HBO has reportedly enlisted the help of both the Federal Bureau of Investigation and cybersecurity firm Mandiant following a recent hack involving Game of Thrones and other network properties. The breach is now believed to also consist of employee emails and is being described as potentially more damaging than the 2014 Sony hack, Slash Film reported Wednesday.
Meanwhile, a report from hacking news provider HackRead claims that episodes 3 and 4 of the current season of Game of Thrones have been uploaded. The piece also alleges that hackers uploaded multiple episodes of Ballers, Barry (which isn't set to debut until next year), Room 104, and a single episode of Insecure. The veracity of these reports has not been verified. If you're here looking for a link to download all of this, then you're an asshole.
In their statement Monday on the breach, HBO didn't confirm specifics regarding which shows had been targeted. "HBO recently experienced a cyber incident, which resulted in the compromise of proprietary information," a spokesperson told Entertainment Weekly. "We immediately began investigating the incident and are working with law enforcement and outside cybersecurity firms."

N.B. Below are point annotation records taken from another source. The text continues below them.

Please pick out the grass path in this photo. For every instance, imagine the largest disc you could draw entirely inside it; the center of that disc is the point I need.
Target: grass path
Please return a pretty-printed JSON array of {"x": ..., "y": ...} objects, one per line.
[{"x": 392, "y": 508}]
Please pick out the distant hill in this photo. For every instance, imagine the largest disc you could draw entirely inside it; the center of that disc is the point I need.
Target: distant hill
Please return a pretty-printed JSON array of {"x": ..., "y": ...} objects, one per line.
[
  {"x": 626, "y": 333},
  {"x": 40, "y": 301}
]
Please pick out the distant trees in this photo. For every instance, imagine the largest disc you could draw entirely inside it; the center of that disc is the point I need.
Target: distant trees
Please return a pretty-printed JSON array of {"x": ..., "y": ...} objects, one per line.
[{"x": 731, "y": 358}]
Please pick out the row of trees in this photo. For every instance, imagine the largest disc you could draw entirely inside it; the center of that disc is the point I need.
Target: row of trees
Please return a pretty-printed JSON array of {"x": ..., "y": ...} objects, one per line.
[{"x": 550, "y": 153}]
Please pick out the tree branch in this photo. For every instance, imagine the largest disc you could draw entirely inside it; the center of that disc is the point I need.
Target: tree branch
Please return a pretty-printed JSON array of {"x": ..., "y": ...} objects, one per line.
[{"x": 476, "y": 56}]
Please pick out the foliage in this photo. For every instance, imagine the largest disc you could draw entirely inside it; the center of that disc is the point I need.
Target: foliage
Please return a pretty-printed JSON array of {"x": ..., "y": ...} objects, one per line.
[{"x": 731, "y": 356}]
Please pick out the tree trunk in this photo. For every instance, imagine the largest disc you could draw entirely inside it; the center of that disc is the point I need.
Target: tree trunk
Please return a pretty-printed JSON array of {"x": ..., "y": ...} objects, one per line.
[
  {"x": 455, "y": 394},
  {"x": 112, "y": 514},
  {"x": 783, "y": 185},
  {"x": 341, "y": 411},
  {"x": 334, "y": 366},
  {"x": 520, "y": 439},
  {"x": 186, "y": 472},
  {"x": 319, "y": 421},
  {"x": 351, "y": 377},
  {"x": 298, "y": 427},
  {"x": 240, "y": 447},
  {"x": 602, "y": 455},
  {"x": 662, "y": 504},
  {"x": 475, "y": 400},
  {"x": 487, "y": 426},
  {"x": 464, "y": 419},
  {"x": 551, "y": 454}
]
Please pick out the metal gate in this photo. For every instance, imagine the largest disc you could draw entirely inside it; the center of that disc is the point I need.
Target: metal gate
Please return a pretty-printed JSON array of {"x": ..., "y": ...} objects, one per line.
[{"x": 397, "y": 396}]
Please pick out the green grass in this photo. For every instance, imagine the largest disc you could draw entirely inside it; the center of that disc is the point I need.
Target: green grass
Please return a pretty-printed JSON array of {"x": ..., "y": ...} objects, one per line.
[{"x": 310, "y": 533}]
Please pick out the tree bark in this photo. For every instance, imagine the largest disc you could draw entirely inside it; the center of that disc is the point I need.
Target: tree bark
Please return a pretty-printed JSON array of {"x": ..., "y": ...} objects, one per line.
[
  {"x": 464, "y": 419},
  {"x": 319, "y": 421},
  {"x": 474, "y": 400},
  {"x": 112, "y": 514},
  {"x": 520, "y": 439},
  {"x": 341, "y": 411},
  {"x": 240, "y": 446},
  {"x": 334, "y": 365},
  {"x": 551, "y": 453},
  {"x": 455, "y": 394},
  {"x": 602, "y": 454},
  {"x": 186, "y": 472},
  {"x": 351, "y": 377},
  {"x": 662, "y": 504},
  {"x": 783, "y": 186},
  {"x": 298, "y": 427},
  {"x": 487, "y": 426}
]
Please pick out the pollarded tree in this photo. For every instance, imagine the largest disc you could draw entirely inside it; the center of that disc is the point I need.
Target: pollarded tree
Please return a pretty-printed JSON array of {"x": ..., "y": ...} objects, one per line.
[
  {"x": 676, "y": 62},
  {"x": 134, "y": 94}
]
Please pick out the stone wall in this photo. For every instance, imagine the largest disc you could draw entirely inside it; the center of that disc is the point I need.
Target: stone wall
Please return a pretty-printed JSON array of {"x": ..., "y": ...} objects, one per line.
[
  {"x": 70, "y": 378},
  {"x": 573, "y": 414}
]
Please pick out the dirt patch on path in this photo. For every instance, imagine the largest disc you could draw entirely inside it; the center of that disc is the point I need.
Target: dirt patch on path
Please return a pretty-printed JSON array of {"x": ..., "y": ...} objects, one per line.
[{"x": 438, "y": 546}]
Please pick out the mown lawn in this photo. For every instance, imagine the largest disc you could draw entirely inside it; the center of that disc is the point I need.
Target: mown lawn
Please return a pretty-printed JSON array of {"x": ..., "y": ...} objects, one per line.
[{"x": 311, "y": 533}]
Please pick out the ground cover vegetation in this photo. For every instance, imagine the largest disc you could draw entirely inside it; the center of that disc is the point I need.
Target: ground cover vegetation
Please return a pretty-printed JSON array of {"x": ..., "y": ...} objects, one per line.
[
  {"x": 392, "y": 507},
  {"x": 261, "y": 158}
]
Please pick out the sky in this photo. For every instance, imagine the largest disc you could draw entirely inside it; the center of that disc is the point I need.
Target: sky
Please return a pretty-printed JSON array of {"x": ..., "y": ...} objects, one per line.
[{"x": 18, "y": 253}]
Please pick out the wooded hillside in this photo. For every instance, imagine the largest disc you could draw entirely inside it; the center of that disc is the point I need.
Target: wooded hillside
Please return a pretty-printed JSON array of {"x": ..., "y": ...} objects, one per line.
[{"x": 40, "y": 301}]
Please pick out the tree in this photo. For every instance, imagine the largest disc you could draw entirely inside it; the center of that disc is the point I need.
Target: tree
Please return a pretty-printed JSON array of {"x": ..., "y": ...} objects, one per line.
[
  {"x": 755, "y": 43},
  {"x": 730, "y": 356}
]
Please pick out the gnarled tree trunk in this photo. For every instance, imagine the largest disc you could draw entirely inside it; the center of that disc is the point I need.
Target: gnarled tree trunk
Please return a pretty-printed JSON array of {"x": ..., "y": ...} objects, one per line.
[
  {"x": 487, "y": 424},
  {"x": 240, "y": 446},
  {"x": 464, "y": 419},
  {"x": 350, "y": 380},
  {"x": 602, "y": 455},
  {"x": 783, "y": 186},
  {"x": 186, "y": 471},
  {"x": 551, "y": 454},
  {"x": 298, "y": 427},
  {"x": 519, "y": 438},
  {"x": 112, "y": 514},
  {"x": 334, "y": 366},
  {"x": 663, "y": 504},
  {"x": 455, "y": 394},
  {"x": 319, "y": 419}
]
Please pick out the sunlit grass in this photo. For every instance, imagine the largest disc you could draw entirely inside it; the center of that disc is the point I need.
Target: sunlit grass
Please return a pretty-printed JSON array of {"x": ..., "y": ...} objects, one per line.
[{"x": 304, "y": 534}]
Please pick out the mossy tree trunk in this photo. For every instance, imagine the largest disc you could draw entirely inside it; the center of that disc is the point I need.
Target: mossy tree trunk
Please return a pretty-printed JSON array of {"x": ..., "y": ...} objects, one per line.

Variety reported Wednesday that hackers had also obtained "thousands" of internal company documents, including personal information related to a senior HBO exec. An estimated 1.5 terabytes of data has reportedly been compromised. If that number is accurate, that would make the HBO hack approximately seven times bigger than the Sony breach.
Caught in the middle of the 2014 Sony hack was Seth Rogen and Evan Goldberg's The Interview, a film comically depicting a fictional assassination of North Korean leader Kim Jong-un. Though the controversy would ultimately result in the cancelation of a wide theatrical release for the Sony feature, the film—starring Role and James Franco—later became the studio's most successful digital release. As of March of this year, The Interview still stands as the best-selling movie in Google Play history.